On Sun, 2013-05-19 at 18:32 -0400, Rik van Riel wrote:
> > 
> > One fix would be a loop in do_smart_update():
> > - first check the global queue
> > - then the per-semaphore queues
> > - if one of the per-semaphore queues made progress: check the global 
> > queue again
> > - if the global queue made progress: check the per semaphore queues again
> > ...
> 
> Would that be as simple as making do_smart_update() loop back to
> the top if update_queue on a single semaphore's queue returns
> a non-zero value (something was changed), and there are complex
> operations pending?

I've been looking at the code for a while and this approach seems quite
reasonable. I'd still like Manfred's feedback though. I ran pgbench and
your semop-multi program, nothing suspicious.

> ---8<---
> 
> Subject: ipc,sem: move restart loop to do_smart_update
> 
> A complex operation may be sleeping on a semaphore to become
> a certain value.
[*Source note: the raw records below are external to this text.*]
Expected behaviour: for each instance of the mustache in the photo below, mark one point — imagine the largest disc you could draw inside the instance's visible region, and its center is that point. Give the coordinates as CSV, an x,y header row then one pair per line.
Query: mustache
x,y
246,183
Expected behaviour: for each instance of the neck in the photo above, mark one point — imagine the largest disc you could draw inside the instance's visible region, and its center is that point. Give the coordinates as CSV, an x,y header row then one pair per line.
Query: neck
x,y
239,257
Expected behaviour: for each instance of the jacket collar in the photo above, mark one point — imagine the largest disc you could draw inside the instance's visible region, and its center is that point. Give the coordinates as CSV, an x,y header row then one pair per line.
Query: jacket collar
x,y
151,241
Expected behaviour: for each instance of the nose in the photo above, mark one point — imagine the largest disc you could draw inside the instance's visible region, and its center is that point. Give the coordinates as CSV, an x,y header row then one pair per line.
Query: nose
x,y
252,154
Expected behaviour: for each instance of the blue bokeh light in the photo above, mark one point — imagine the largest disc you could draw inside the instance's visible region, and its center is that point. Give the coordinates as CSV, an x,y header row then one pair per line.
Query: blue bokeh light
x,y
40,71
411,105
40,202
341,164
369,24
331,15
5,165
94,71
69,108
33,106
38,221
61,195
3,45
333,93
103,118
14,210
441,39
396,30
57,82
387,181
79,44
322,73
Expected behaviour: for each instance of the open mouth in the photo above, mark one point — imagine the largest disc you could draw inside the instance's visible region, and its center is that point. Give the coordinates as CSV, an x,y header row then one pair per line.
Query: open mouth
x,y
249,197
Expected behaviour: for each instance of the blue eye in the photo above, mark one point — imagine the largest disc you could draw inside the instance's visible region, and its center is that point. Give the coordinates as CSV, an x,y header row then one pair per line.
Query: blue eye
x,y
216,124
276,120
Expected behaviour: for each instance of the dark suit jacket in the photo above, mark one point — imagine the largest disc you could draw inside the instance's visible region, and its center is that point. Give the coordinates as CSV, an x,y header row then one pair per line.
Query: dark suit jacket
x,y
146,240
A sleeping simple operation may turn the
> semaphore into that value.
> 
> Having the restart loop inside update_queue means we may be
> missing the complex operation (which lives on a different
> queue), and result in a semaphore lockup.
> 
> The lockup can be avoided by moving the restart loop into
> do_smart_update, so the list of pending complex operations
> will also be checked if required.
> 
> Signed-off-by: Rik van Riel <riel@redhat.com>
> Reported-by: Manfred Spraul <manfred@colorfullife.com>

Acked-by: Davidlohr Bueso <davidlohr.bueso@hp.com>


^ permalink raw reply	[flat|nested] 4+ messages in thread

* Re: [PATCH] ipc,sem: move restart loop to do_smart_update
  2013-05-19 22:32 ` [PATCH] ipc,sem: move restart loop to do_smart_update Rik van Riel
  2013-05-22 22:20   ` Davidlohr Bueso
@ 2013-05-26  6:09   ` Manfred Spraul
  1 sibling, 0 replies; 4+ messages in thread
From: Manfred Spraul @ 2013-05-26  6:09 UTC (permalink / raw)
  To: Rik van Riel
  Cc: Linux Kernel Mailing List, Linus Torvalds, Andrew Morton,
	Davidlohr Bueso, hhuang

Hi Rik,

On 05/20/2013 12:32 AM, Rik van Riel wrote:
> @@ -751,17 +744,19 @@ static int update_queue(struct sem_array *sma, int semnum, struct list_head *pt)
>   static void do_smart_update(struct sem_array *sma, struct sembuf *sops, int nsops,
>   			int otime, struct list_head *pt)
>   {
> -	int i;
> +	int i, restart;
>   
> + again:
> +	restart = 0;
>   	if (sma->complex_count || sops == NULL) {
> -		if (update_queue(sma, -1, pt))
> +		if (update_queue(sma, -1, pt, &restart))
>   			otime = 1;
>   	}
I didn't notice it immediately, this is insufficient:
Complex operations may affect all semaphores in the array.
Thus it is not sufficient to scan the per-semaphore queues of the 
semaphores that were touched by *sops, all must be scanned.

Perhaps something like:
 > +        if (update_queue(sma, -1, pt, &restart))
 > +            sops = NULL;
 >              otime = 1;
 >      }
(untested!)

Test case:
1: semop(<key>, {{1, -1, 0}, {2, 1, 0}}, 2 <unfinished ...>
2: semop(<key>, {{2, -1, 0}}, 1 <unfinished ...>
3: semop(<key>, {{1, 1, 0}}, 1)     = 0

[3] is able to run, calls do_smart_update().
The global queue is scanned and [1] is released
Without the "sops = NULL", [2] sleeps forever.

--
     Manfred


^ permalink raw reply	[flat|nested] 4+ messages in thread

end of thread, other threads:[~2013-05-26  6:09 UTC | newest]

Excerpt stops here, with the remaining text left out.